RL: I gather you live in Qatar. Where do you research?
KLB: Long distance historical research wouldn’t be possible without the internet. I do visit sites, archives and museums, but with C20 history, there are incredible resources online. I specialised in the C20 at the Courtauld Institute, and that academic discipline is useful with research. I always think it is like sculpture. Initially, for me at least, it is like quarrying out a piece of stone from the main texts – for ‘The Perfume Garden’ I read everything I could by Thomas, Beevor, Preston, and the accounts of Lee, Orwell, Malraux, Hemingway. Only then, once I had this huge mass of material, did I start to carve out the story I wanted to write about the women and children in the war. The last stage is the fine details – finding unpublished accounts in archives, talking to people who are experts in their fields, or who lived through the events. The generosity of these people in helping with specific questions is something I am immensely grateful for.
RL: Tell us a little about The Beauty Chorus? Is it the same sort of novel as The Perfume Garden?
KLB: It’s the story of three women pilots during WW2, and the inspiration was a tiny obituary for someone who flew with the Air Transport Auxiliary. We have WW2 pilots in the family who flew Lancasters, and I’ve spent a lot of time at airfields over the years, so there was an immediate connection with the story of these brave women. I was fortunate enough to research the story at the ATA archives, with the only woman now flying a Spitfire and with ‘Spitfire Girls’ now in their eighties and nineties.

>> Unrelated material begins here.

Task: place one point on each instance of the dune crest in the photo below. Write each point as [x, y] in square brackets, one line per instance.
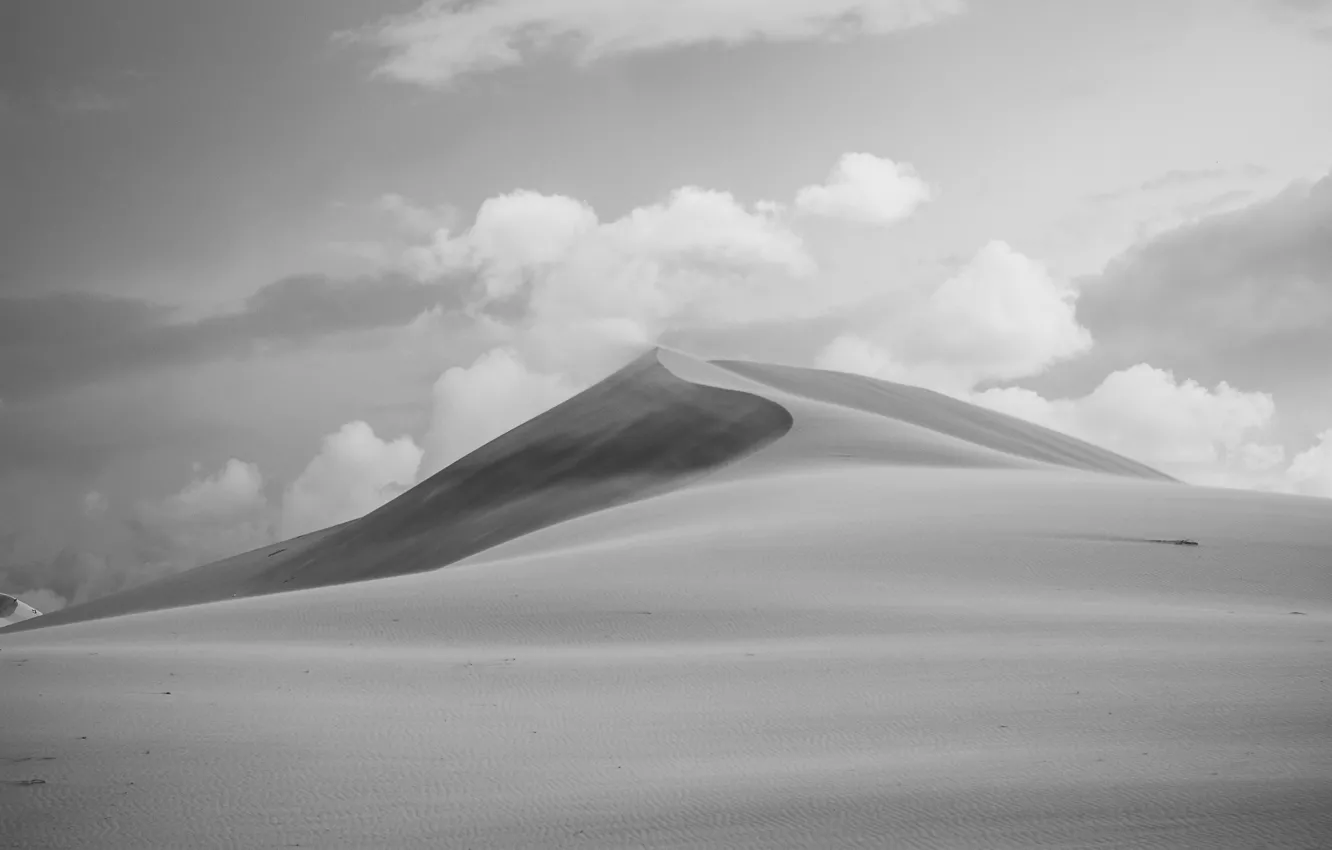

RL: You’ve had many jobs in the art world. Were they as glamorous as they sound?
KLB: They were great – but not always glamorous! After university I helped run events for a festival based at Wingfield College in East Anglia, which meant taking care of performers one day, and typing in fingerless gloves the next because there was ice on the inside of the windows, (C14 timbered building, no heating). Then I worked for many years in Chelsea, curating collections for embassies and palaces in the Middle East and Europe. It was a dream job – one minute hanging a collection in a royal residence, but then getting to work with artists and framers at some studio in a railway arch in the East End. I loved the variety, and met so many incredible characters. Then, one day my husband announced he wanted to retrain as a pilot, and we took the huge step of selling up and moving to Spain. The rest is history – and we haven’t stopped travelling yet.
RL: Which authors do you read for pleasure now? Any big influences?
KLB: William Boyd, Sebastian Faulks, Pat Barker are great histfic influences. There are normally several books on the go – nonfiction for research, novels and poetry. Even with Kindle there are never enough bookcases in the house. After hearing Artemis Cooper speak at the Emirates Lit Fest, I’m currently reading ‘Patrick Leigh Fermor: An Adventure’, and loving it.
RL: What are you working on now?
KLB: I’m editing a WW1 story, inspired by a piece of jewellery. It has been fascinating to research on the one hand the last great cavalry battles, and then to work with the gentleman who takes care of the Queen’s jewels. I’m also researching a new book, and have been talking to an American professor in his nineties who helped thousands escape occupied France. It’s a privilege discovering these wonderful bits of forgotten history – I think writers are like magpies, you always have your eyes open for the next glittering spark for a story.